10 November 2012

"... thirty nine ninetieths of a Dollar"


The full phrase, as I encountered it* read as follows:
He sent in his expense account: "for himself & Servant, totaling one hundred and ten dollars and thirty nine ninetieths of a Dollar."
The expense account was by a Lieutenant Armstrong, who led an exploration westward to the Mississippi in 1790.

But why "ninetieths" of a dollar?  I thought I knew early American coinage reasonably well, but I had never encountered this type of accounting.  I reached for an old copy of Yeoman's Red Book to review the early pennies and large cents and could find nothing relevant, nor was there anything in the continental currency section about cents or pence being 90 to the dollar.

So, back to the web, which promptly yielded the images above, which are of course not coins, but rather -
...small change bills of credit payable in specie issued by the Bank of North America in Philadelphia. This was one of several fractional currencies printed to carry on commerce during the "Copper panic" when the price of copper dropped dramatically and copper half penny coins were either not accepted by merchants or only accepted at far below their denominated value. The notes were printed by Benjamin Bache in Philadelphia on paper supplied by Benjamin Franklin that had a marbled border along the top of the sheet.
But why a 90:1 ratio rather than 100 pennies to the dollar?  I found part of the answer at the West Jersey History Project:
Mr. Adams, in his report on the subject of weights and measures, made in 1820, remarks: "It is now nearly thirty years since our new moneys of account, our coins and our mint, have been established. The dollar, under its new stamp, has preserved it name and circulation. The cent has become tolerably familiarized to the tongue, wherever it has been made, by circulation, familiar to the hand. But ask a tradesman or shopkeeper in any of our cities what is a dime, or a mill, and the chances are four in five that he will not understand your question. But go to New York and offer in payment the Spanish coin, the unit of the Spanish piece of eight, and the shop or market man will take it for a shilling. Carry it to Boston or Richmond, and you shall be told that it is not a shilling but a ninepence. Bring it to Philadelphia, Baltimore, or the city of Washington, and you shall find it recognized for an eleven penny bit, and if you ask how that can be, you shall learn that the dollar being of ninety pence, the eighth part of it is nearer to eleven than any other number; and pursuing still further the arithmetic of popular denominations, you will find that half of eleven is five, or at least, that half of the eleven penny bit is the fipenny bit, which fipenny bit at Richmond, shrinks to four pence half penny, and at New York swells to six pence." 
Here is the topic mentioned in The Bankers Magazine, via Google Books during a discussion of the history of the word "dollar":

So, at the time Lieutenant Armstrong submitted his expense account to the government, "the dollar in Pennsylvania equalled seven shillings and sixpence, and the penny was the one-ninetieth of a dollar."

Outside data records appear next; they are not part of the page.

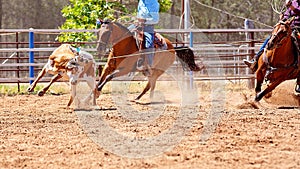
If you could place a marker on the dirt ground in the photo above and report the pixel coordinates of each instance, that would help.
(40, 132)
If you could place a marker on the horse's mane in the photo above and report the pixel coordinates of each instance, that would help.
(123, 27)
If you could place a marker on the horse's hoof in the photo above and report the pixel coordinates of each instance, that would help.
(41, 93)
(29, 89)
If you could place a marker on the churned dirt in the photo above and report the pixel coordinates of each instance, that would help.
(40, 132)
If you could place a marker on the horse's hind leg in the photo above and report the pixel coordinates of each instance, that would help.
(144, 91)
(151, 84)
(259, 80)
(53, 79)
(271, 87)
(40, 75)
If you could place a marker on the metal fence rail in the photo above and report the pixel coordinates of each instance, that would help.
(221, 59)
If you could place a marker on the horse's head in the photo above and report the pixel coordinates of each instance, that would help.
(111, 32)
(280, 34)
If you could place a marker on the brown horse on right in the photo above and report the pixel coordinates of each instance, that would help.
(277, 63)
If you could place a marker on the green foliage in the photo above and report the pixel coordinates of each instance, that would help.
(165, 5)
(82, 14)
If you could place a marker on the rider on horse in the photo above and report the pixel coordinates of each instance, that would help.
(148, 16)
(293, 10)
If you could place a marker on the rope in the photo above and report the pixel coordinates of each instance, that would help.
(136, 54)
(230, 14)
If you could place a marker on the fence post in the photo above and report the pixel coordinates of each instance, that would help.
(31, 55)
(191, 73)
(250, 37)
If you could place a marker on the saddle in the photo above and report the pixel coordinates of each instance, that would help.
(159, 40)
(296, 45)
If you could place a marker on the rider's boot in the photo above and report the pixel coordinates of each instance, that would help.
(143, 66)
(252, 64)
(297, 88)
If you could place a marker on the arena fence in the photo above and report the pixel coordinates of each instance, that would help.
(23, 52)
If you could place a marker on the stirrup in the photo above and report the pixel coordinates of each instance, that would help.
(297, 89)
(252, 64)
(140, 64)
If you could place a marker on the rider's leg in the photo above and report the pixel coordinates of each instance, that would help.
(296, 46)
(149, 45)
(297, 87)
(253, 63)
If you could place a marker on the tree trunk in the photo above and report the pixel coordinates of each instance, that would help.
(1, 14)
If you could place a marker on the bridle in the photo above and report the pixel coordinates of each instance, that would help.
(283, 38)
(110, 30)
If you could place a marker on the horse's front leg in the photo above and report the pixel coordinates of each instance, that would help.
(260, 76)
(271, 87)
(40, 75)
(108, 78)
(53, 79)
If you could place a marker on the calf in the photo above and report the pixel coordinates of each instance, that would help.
(60, 66)
(82, 69)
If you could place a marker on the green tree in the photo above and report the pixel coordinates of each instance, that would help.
(82, 14)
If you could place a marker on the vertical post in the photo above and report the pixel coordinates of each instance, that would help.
(18, 60)
(187, 26)
(249, 37)
(31, 55)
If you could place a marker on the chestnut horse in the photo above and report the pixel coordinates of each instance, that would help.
(277, 63)
(124, 54)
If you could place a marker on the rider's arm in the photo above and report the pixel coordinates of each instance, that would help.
(294, 7)
(148, 11)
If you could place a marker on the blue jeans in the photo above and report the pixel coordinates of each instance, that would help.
(261, 50)
(149, 42)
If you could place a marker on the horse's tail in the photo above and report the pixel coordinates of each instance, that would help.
(187, 58)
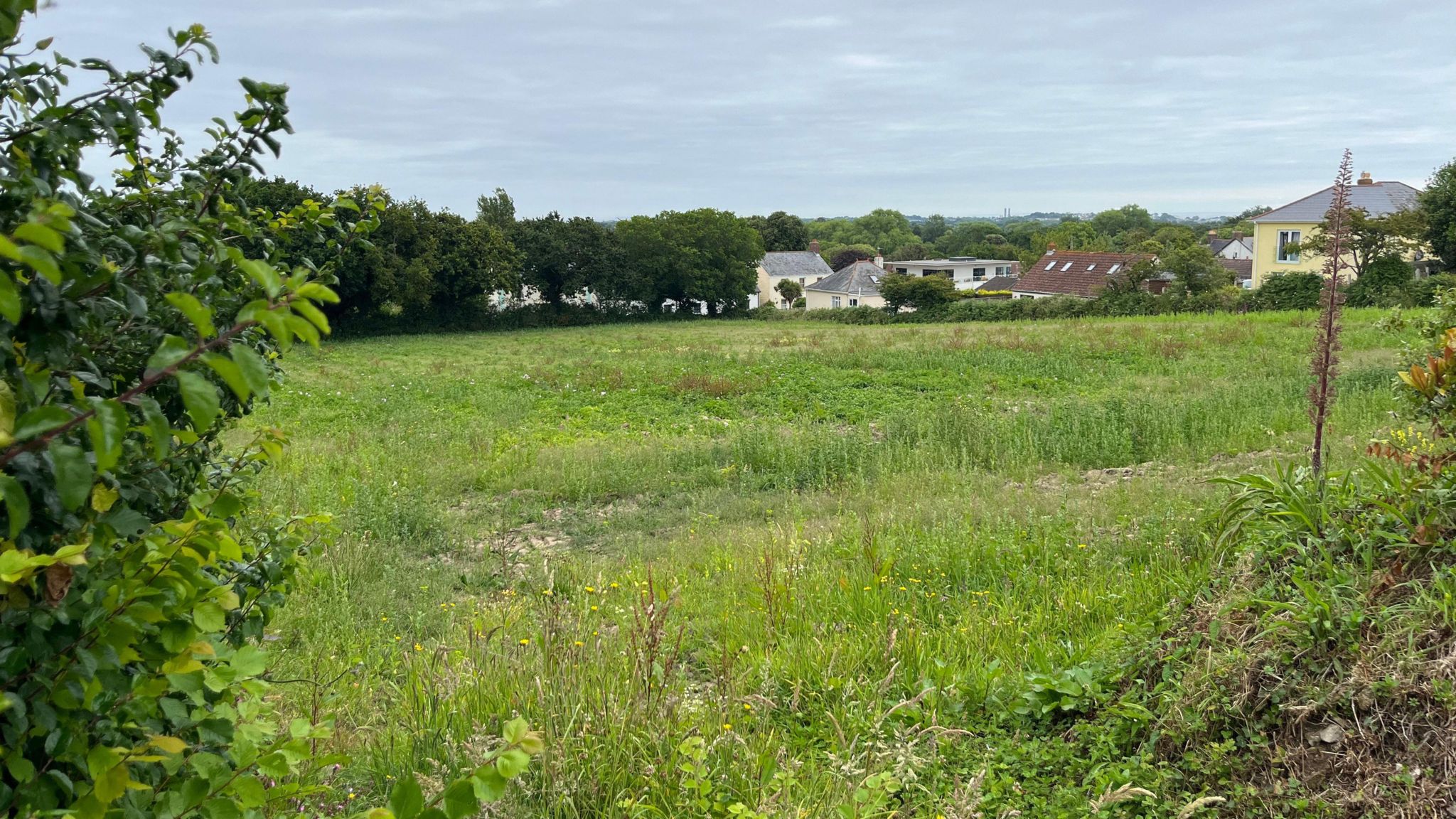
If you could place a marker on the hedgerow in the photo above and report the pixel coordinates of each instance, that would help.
(136, 579)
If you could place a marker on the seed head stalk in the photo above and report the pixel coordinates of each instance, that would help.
(1327, 340)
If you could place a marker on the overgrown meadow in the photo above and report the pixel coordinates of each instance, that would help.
(761, 567)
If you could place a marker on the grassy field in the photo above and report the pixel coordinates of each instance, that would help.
(825, 551)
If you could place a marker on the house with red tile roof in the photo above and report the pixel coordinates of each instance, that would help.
(1072, 273)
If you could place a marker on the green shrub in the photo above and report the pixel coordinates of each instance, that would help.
(134, 580)
(1289, 291)
(1388, 282)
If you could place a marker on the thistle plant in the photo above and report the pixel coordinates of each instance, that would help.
(1325, 362)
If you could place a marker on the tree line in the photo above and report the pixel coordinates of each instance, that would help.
(429, 269)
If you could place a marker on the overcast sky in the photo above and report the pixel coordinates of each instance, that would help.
(611, 108)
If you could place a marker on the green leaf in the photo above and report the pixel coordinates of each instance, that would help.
(405, 801)
(16, 506)
(6, 414)
(43, 235)
(252, 369)
(196, 312)
(200, 398)
(511, 764)
(41, 420)
(41, 261)
(250, 660)
(459, 801)
(250, 792)
(73, 474)
(315, 315)
(230, 373)
(208, 617)
(315, 291)
(514, 730)
(267, 277)
(158, 426)
(172, 350)
(108, 429)
(488, 784)
(9, 299)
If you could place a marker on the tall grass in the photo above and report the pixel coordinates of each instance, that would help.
(858, 540)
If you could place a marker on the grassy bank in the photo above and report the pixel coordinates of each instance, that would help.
(828, 552)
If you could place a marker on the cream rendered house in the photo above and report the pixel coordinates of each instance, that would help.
(1279, 232)
(804, 267)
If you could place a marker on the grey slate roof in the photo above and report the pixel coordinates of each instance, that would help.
(1376, 198)
(1248, 241)
(999, 283)
(796, 264)
(860, 279)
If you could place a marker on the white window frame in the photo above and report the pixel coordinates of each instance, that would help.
(1288, 238)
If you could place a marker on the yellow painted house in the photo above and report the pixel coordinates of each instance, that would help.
(1279, 232)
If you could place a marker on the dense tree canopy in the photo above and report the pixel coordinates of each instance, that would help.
(781, 230)
(1439, 201)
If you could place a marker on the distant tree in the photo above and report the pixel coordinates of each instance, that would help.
(547, 259)
(722, 254)
(843, 257)
(1172, 237)
(884, 228)
(277, 194)
(781, 230)
(468, 261)
(1388, 282)
(1439, 203)
(596, 257)
(912, 251)
(392, 272)
(497, 210)
(1196, 270)
(1371, 238)
(651, 258)
(932, 229)
(1121, 220)
(704, 255)
(790, 290)
(916, 291)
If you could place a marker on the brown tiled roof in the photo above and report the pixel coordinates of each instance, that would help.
(1241, 269)
(1074, 273)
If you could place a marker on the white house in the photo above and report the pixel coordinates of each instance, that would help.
(968, 273)
(1238, 248)
(855, 286)
(804, 267)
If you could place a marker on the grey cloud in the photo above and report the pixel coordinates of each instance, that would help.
(619, 107)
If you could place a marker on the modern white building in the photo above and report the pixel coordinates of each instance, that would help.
(967, 273)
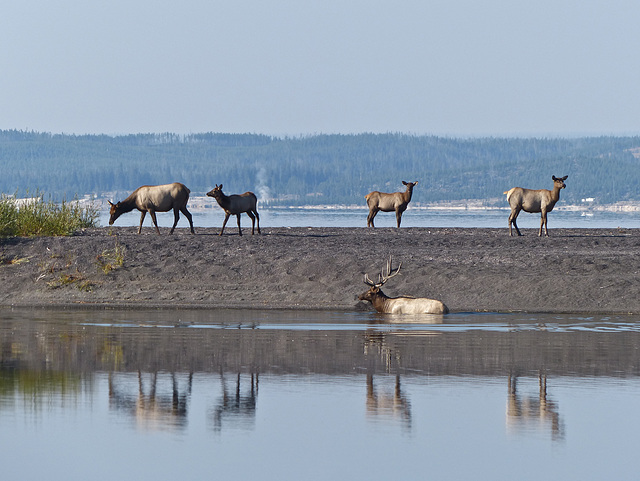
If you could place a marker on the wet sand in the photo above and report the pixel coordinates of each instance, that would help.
(573, 270)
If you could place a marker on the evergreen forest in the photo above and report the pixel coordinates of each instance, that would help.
(319, 169)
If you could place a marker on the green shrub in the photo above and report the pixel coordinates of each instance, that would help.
(39, 217)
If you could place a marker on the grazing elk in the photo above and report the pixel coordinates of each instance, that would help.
(380, 201)
(398, 305)
(152, 199)
(236, 204)
(541, 200)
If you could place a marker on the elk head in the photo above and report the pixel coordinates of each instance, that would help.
(559, 182)
(216, 192)
(374, 287)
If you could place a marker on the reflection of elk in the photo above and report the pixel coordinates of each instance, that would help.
(152, 199)
(240, 407)
(236, 204)
(398, 305)
(523, 410)
(382, 403)
(153, 409)
(381, 201)
(541, 200)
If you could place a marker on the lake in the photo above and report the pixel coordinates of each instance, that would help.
(317, 395)
(299, 217)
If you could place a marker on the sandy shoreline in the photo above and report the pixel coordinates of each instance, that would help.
(574, 270)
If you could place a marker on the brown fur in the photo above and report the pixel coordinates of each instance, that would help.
(152, 199)
(397, 201)
(236, 204)
(541, 200)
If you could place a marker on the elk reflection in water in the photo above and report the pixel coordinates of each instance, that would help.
(526, 411)
(152, 407)
(239, 408)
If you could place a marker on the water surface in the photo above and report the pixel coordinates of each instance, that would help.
(235, 394)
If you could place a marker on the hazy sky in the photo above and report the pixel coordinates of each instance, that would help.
(289, 67)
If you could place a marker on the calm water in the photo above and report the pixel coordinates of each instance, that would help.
(411, 218)
(282, 395)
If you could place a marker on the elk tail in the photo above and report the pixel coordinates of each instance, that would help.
(508, 193)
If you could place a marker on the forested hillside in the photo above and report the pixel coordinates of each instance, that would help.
(319, 169)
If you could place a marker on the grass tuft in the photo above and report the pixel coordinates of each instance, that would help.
(111, 259)
(40, 217)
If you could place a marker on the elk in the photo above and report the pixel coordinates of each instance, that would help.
(236, 204)
(397, 201)
(398, 305)
(541, 200)
(152, 199)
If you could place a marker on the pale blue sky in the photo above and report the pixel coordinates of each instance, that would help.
(290, 67)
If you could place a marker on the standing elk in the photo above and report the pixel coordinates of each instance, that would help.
(398, 305)
(152, 199)
(541, 200)
(236, 204)
(397, 201)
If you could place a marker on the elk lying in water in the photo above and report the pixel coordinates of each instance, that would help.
(541, 200)
(236, 204)
(398, 305)
(397, 201)
(152, 199)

For those who want to pursue this more fully, I think the best discussion I found this morning is in this pdf file entitled State "Currencies" and the Transition to the U.S. Dollar", but it's over 50 pages long and football games are starting shortly, so all I can offer is this screencap:


What a mess it must have been for the early colonists and Americans to cope with currencies and money. 

* in Undaunted Courage; Meriwether Lewis, Thomas Jefferson, and the Opening of the American West, by Stephen Ambrose (an excellent book, btw, of which I've only read a couple chapters and on which I'll have more to say later.)